We give up so much to raise our babies through childhood. We give up sleep, uninterrupted meals, time spent with our spouse, money, and let’s be real, a LOT of our sanity!
Alternatively, we do so much for them. We play CandyLand until our brains turn to mush, we have innumerable tea parties with stuffed animals, and we can sing every Veggie Tales song. In fact, at times it feels like we go days without having a single adult conversation.
After years of this, finally our children grow into something at least resembling an adult. They go potty by themselves, feed themselves, and even dress themselves. We find ourselves looking forward to them coming home from school. We like to hear about their lives and we actually look for reasons to spend time with them. We have put in the work to raise them and now it’s time for the payoff.
So, what happens next? THEY DITCH US! Suddenly, they are the ones who need time away from us. They become the ones with the glassy-eyed stares while we find ourselves turning into two year olds, hopping around their legs in a bid for attention.
How unfair is this?!
I never wanted to be a ball and chain on my kids, so I never tried to tagalong on their adventures, but hey, could you throw dear old mom a bone? It became a family joke that every time my kids walked out the door I would yell, “Take pictures!” I figured that way at least I could enjoy their lives vicariously. But, of course they were always too busy having fun to send me any pictures.

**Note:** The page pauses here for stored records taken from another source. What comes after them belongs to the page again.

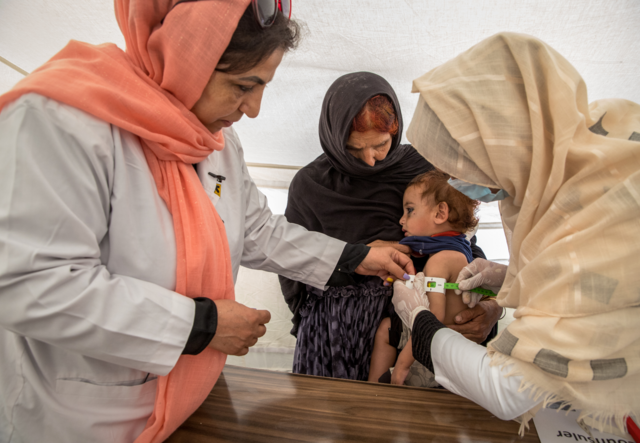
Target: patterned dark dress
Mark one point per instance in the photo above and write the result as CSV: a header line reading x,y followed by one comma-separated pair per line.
x,y
337,330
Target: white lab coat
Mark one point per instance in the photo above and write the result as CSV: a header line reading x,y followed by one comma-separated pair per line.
x,y
88,317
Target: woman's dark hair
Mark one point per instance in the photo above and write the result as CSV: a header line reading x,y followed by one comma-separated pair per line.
x,y
251,43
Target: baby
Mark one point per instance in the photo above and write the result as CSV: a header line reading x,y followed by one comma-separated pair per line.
x,y
436,216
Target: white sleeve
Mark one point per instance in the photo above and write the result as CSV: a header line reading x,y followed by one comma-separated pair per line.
x,y
273,244
462,367
54,214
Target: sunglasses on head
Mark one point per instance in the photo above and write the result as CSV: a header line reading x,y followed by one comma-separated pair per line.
x,y
265,11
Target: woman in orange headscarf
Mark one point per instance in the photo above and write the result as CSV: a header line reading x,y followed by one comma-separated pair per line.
x,y
118,171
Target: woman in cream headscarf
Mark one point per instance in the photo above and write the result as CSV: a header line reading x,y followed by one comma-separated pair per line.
x,y
512,114
118,172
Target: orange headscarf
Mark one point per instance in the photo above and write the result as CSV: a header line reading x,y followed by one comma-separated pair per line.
x,y
148,91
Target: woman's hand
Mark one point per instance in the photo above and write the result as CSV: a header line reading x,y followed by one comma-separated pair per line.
x,y
480,272
393,244
409,302
239,327
476,323
386,262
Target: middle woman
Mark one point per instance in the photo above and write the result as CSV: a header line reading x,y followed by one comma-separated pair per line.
x,y
352,192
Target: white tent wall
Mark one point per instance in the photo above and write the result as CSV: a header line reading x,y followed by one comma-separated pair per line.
x,y
399,40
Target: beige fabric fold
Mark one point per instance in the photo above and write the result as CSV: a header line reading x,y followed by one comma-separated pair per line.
x,y
512,113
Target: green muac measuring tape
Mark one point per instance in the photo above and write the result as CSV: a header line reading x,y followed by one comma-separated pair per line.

So, next I tried the whole mother guilt thing and I would bring up my painful labor stories to shame them into sending me pictures. The girls would roll their eyes but at least I would usually get one picture out of the deal. But, when I tried it with my youngest son, he looked at me with a serious face and said, “I had nothing to do with your decision to have children.” That funny left-brained child ruins all my fun. So, that ended that.
It took a lot of grace on my part to let them move on with their lives and leave me behind. And, I wasn’t always successful, but I could take pride in the fact that I liked the adults they were becoming. That really was a comfort while I stayed home, abandoned and alone (how’s that for mom-guilt?!).

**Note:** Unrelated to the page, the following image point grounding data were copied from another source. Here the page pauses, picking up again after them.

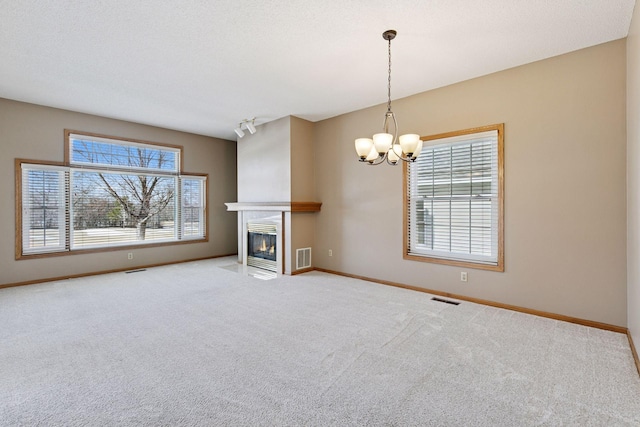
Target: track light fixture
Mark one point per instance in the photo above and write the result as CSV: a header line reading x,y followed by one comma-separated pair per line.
x,y
248,124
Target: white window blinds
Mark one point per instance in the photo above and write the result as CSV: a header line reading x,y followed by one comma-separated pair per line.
x,y
453,204
44,208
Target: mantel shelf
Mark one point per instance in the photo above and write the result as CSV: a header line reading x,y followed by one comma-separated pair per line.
x,y
274,206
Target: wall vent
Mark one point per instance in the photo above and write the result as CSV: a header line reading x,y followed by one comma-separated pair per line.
x,y
445,301
303,258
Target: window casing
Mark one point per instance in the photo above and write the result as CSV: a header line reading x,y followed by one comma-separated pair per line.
x,y
109,193
454,200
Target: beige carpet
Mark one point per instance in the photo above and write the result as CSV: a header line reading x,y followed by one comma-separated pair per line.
x,y
203,344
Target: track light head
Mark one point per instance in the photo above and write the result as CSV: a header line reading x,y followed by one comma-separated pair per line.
x,y
248,124
250,127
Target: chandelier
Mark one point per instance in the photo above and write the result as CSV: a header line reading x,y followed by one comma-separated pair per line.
x,y
386,146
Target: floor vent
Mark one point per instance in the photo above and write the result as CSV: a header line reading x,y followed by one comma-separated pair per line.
x,y
303,258
445,301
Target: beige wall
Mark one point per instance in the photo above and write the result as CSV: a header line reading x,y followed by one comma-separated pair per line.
x,y
302,161
565,209
633,178
35,132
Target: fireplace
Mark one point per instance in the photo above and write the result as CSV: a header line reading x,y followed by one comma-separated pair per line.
x,y
262,246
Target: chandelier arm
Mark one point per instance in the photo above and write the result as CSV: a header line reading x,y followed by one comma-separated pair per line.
x,y
380,161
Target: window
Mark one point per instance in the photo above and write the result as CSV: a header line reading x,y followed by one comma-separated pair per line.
x,y
454,200
109,193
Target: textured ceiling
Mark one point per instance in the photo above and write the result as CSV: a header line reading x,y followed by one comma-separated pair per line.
x,y
202,66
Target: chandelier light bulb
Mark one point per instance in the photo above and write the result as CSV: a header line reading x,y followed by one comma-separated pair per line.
x,y
385,145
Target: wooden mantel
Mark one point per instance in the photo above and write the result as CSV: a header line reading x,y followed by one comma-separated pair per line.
x,y
274,206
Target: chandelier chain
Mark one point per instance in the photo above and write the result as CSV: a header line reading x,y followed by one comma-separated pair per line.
x,y
389,81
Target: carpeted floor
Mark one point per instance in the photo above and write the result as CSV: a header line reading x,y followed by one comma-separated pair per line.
x,y
200,344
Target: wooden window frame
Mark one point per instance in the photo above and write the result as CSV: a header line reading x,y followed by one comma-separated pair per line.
x,y
18,162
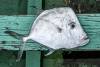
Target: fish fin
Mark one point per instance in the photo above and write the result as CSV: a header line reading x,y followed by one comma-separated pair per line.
x,y
14,34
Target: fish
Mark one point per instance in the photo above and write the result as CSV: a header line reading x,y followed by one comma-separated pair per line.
x,y
56,28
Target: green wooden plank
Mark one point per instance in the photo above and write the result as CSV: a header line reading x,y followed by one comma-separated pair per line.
x,y
8,59
34,7
33,58
90,23
13,7
53,60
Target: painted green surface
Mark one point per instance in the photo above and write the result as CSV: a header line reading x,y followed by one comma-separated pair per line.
x,y
33,58
22,25
34,7
8,58
13,7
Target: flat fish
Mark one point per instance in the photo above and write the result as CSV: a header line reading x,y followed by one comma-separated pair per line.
x,y
56,28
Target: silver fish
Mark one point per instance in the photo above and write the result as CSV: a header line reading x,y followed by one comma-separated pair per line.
x,y
56,28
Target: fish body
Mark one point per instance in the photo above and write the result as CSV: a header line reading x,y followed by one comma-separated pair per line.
x,y
56,28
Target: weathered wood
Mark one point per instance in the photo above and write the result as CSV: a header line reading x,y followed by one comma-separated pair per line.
x,y
34,7
22,25
33,58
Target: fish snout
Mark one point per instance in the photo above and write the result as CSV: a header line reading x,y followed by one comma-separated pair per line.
x,y
85,38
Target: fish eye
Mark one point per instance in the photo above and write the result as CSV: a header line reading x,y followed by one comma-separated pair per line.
x,y
72,25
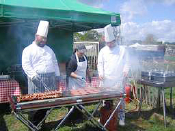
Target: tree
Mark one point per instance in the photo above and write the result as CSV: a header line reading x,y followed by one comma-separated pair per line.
x,y
91,35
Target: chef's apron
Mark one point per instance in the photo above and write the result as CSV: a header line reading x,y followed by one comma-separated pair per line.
x,y
75,83
113,75
47,80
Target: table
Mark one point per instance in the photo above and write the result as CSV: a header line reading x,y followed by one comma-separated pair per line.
x,y
8,88
161,86
74,101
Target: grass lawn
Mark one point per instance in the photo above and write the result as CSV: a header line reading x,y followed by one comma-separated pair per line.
x,y
148,120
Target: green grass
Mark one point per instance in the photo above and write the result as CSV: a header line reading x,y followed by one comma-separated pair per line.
x,y
146,121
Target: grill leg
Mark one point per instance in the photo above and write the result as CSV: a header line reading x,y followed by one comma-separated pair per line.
x,y
93,120
164,106
26,122
70,111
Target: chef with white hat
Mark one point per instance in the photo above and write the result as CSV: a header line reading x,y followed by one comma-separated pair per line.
x,y
40,64
113,66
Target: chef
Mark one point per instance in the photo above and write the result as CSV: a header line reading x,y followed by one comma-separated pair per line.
x,y
77,69
41,67
113,67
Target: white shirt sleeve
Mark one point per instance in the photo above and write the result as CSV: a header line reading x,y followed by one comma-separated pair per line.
x,y
127,64
57,70
26,64
100,65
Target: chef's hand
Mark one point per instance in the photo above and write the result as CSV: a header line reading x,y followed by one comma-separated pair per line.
x,y
125,74
101,77
81,78
90,80
57,78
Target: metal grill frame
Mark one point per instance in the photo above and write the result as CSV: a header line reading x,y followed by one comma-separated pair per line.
x,y
19,109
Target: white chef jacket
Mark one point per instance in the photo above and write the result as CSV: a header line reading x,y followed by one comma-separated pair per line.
x,y
37,59
111,65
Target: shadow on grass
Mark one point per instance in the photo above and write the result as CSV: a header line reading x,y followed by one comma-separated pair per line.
x,y
4,109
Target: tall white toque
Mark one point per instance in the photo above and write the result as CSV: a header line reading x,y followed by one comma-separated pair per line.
x,y
109,33
43,28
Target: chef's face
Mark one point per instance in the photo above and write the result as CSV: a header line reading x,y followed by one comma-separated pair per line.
x,y
81,53
111,44
41,41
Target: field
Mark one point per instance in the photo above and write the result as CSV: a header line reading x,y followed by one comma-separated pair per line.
x,y
149,119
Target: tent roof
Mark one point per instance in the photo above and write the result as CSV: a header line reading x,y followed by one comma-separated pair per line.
x,y
66,14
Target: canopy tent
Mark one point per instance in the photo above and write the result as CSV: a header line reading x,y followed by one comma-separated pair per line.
x,y
65,14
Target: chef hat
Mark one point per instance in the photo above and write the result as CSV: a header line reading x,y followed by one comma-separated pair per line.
x,y
109,33
43,28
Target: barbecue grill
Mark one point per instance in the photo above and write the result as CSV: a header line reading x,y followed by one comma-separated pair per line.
x,y
161,80
76,99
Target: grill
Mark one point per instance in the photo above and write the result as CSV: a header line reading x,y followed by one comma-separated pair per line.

For those of you going through this right now, I can make this promise to you: THEY WILL NEED YOU AGAIN! I promise they will. And, by letting them have their freedom (from you) now, they will come back all that much sooner. When romances end, they will need you. When they are facing huge life decisions, they’ll need you. When they want to know how to boil an egg, you are who they’ll call (I did that to my own mom once).
In the meantime, this is our time to do all the things we dreamed of doing (but didn’t have the time or energy to do) while we were raising the little darlings: learn photography, write a novel, volunteer, have date nights. In other words, ease into the next phase of life. We spend so many years being “Mom” that we forget that it is not the only role we will play in this life.
And, who knows? Maybe when the kids finally do call, you’ll be so busy you won’t even be home to answer the phone!